Subject: Re: [hwloc-devel] hwloc-distrib - please add the option to distribute the jobs in the reverse direction
From: Jiri Hladky (hladky.jiri_at_[hidden])
Date: 2013-08-28 10:20:43

On Tue, Aug 27, 2013 at 7:57 PM, Brice Goglin <Brice.Goglin_at_[hidden]> wrote:
> You just explained why I don't like weights. Some people will want to
> ignore L2, some won't. Specifying all this on the command-line would be
> horrible, and implementing it will be horrible too.

:-) Agreed.

> > I think that --reverse option is much easier for the implementation
> > and for the clear requirement and understanding how the output should
> > look like.
> Implementing reverse bitmap_singlify() isn't so easy.
> Also "--reverse" would have a semantics that no users ever requested,
> it's only a workaround for your actual need ("ignore core0 if
> possible"). What if somebody laer comes with a machine where he wants to
> preferably ignore core 7 and maybe ignore core 11 too, because some
> special daemons are running there? We'd need to add
> --dont-reverse-but-ignore-some-cores-if-possible. Or what if somebody
> wants to ignore the first core but still get other cores in the normal
> order?

I got your point. On the other hand I think that hwloc-distrib is at the
moment not flexible enough to handle such case. I believe that the current
strategy - start from the first object - is not the best one. From my
experience, core 0 is always most used by the system so it seems that
better strategy would to allocate the cores from the last one. So for
example, when I say that I would like to avoid PU#0 then it means I would
like in fact avoid Socket#0 as well as long as possible. The same applies
to NUMANode#0.

I was looking at the source code of the hwloc-distrib and I believe that
only this part of the code would be affected:

      for (i = 0; i < chunks; i++)
        roots[i] = hwloc_get_obj_by_depth(topology, from_depth, i); =>
change this to roots[i] = hwloc_get_obj_by_depth(topology, from_depth,

      hwloc_distributev(topology, roots, chunks, cpuset, n, to_depth); =>
rewrite this to iterate in the reverse direction

MAX_COUNT seems to be known and accessible as topology->nb_levels.

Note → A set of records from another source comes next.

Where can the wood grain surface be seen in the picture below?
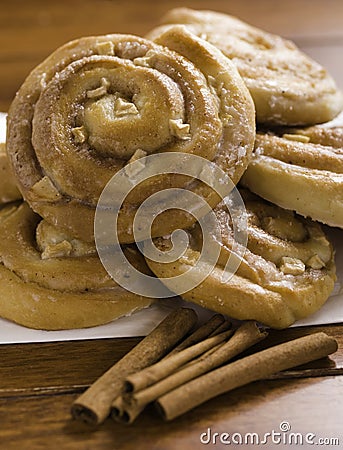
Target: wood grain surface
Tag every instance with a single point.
(38, 382)
(31, 30)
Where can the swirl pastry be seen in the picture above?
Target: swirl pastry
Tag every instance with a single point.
(301, 170)
(8, 187)
(51, 281)
(286, 274)
(287, 86)
(99, 103)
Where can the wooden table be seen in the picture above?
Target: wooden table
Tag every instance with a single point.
(38, 382)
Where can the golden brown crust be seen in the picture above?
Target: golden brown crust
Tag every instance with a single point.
(287, 86)
(301, 169)
(8, 187)
(97, 103)
(62, 285)
(286, 274)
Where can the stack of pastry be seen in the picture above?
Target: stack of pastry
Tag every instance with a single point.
(197, 85)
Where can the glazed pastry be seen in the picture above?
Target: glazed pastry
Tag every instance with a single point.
(51, 281)
(287, 86)
(301, 170)
(99, 103)
(8, 187)
(286, 273)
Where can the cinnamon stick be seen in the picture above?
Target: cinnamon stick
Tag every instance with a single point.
(150, 375)
(94, 405)
(127, 407)
(246, 370)
(215, 325)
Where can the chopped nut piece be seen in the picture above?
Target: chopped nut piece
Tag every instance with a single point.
(53, 242)
(179, 129)
(102, 90)
(59, 250)
(227, 119)
(133, 169)
(105, 48)
(296, 137)
(315, 262)
(144, 61)
(122, 108)
(45, 189)
(80, 134)
(207, 176)
(293, 266)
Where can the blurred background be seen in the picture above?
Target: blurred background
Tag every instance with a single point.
(31, 29)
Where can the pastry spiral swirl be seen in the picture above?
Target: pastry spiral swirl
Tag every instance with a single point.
(51, 281)
(301, 170)
(287, 86)
(99, 103)
(286, 273)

Am I missing something? In case of infinite bitmap hwloc-distrib will error
out. This should solve the problems with hwloc_bitmap_singlify.

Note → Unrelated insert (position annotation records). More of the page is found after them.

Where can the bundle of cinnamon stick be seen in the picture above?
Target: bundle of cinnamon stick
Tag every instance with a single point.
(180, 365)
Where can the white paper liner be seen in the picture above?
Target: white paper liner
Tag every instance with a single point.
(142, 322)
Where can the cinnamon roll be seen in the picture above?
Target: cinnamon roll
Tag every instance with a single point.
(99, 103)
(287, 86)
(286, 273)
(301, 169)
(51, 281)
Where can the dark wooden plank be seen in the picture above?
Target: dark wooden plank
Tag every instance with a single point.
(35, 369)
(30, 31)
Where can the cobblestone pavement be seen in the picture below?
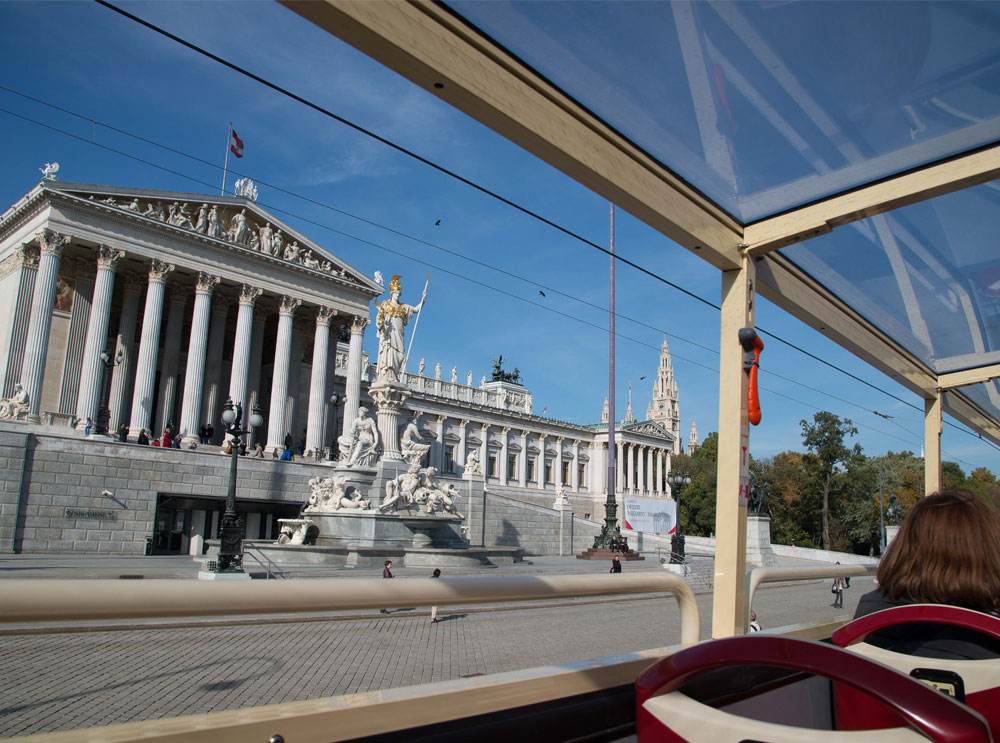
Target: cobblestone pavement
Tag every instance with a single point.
(61, 681)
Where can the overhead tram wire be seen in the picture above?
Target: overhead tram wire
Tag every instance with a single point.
(401, 234)
(359, 218)
(472, 184)
(422, 262)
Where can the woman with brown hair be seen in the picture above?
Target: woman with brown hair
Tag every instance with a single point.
(946, 552)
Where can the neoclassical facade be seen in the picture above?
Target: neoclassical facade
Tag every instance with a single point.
(191, 300)
(162, 305)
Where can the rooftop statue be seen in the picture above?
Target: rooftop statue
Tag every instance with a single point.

I tend to think we should let the application handle these specific
> cases (finding what can be ignored while still having enough objects,
> and then calling distribute accordingly).

Actually I believe that this change is more easily implemented directly in
the C code rather then using some work-around in Bash. And I believe that
the use case is not such exotic. As outlined above, sarting from core#0 is
not always the best strategy....

Please let me know what do you think.